Surah Al-Lahab
بِسْمِ اللّٰهِ الرَّحْمٰنِ الرَّحِيْمِ
تَبَّتْ يَدَآ اَبِيْ لَهَبٍ وَّتَبَّۗ١
Tabbat yadā abī lahabiw wa tabb(a).
[1]
Elleri kurusun Ebu Leheb'in; zaten kurudu ya!

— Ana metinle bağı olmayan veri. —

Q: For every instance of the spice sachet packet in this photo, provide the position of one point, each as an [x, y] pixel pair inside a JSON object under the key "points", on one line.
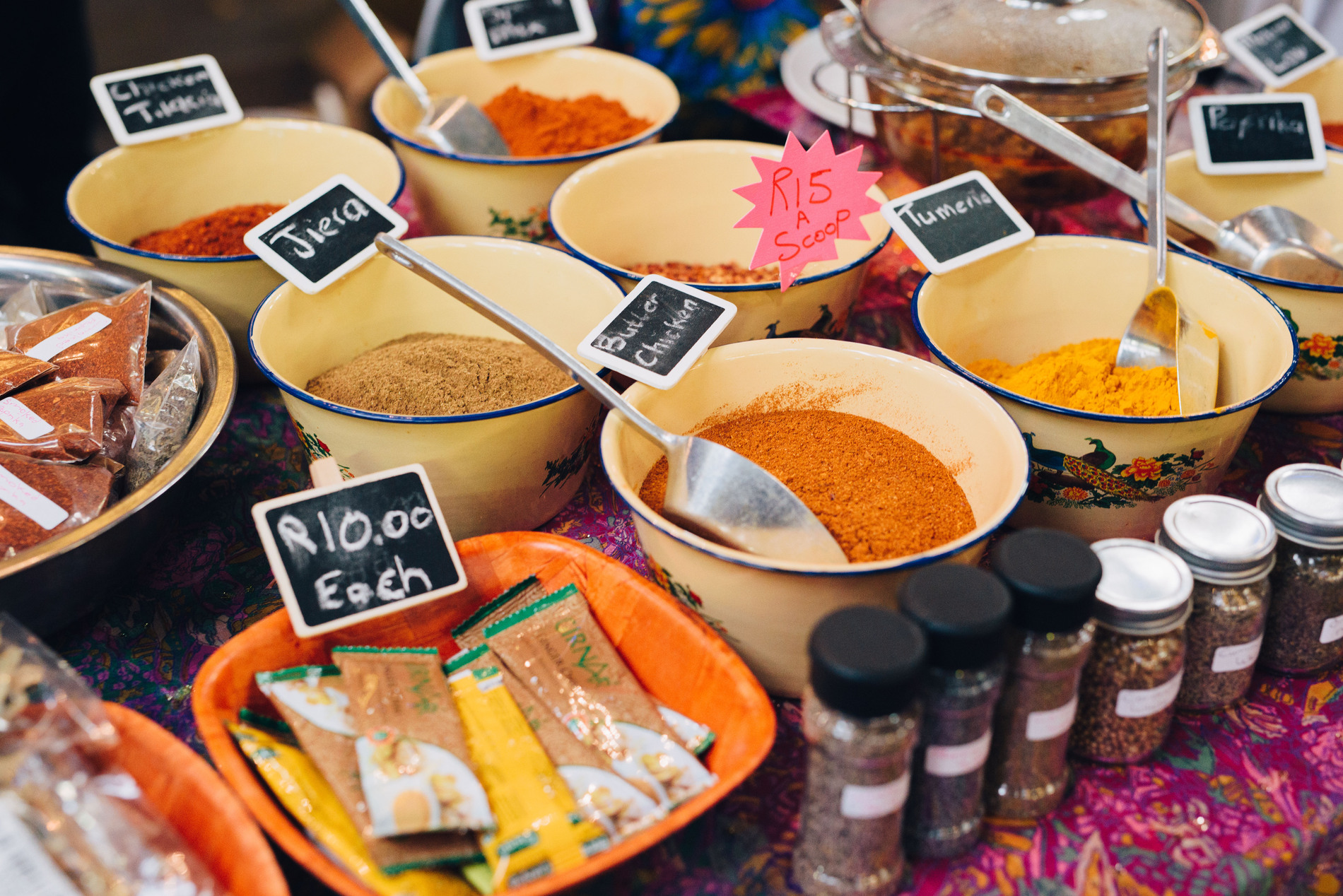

مَآ اَغْنٰى عَنْهُ مَالُهٗ وَمَا كَسَبَۗ٢
Mā agnā ‘anhu māluhū wa mā kasab(a).
[2]
Ne malı kurtardı onu ne de kazandığı.
سَيَصْلٰى نَارًا ذَاتَ لَهَبٍۙ٣
Sayaṣlā nāran żāta lahab(in).
[3]
Alevli bir ateşe yaslanacaktır o;
وَّامْرَاَتُهٗ ۗحَمَّالَةَ الْحَطَبِۚ٤
Wamra'atuh(ū), ḥammālatal-ḥaṭab(i).
[4]
Karısı da,
فِيْ جِيْدِهَا حَبْلٌ مِّنْ مَّسَدٍ ࣖ٥
Fī jīdihā ḥablum mim masad(in).
[5]
Odun hamalı olarak. Gerdanında bir ip olacaktır onun, en sağlam fitillisinden...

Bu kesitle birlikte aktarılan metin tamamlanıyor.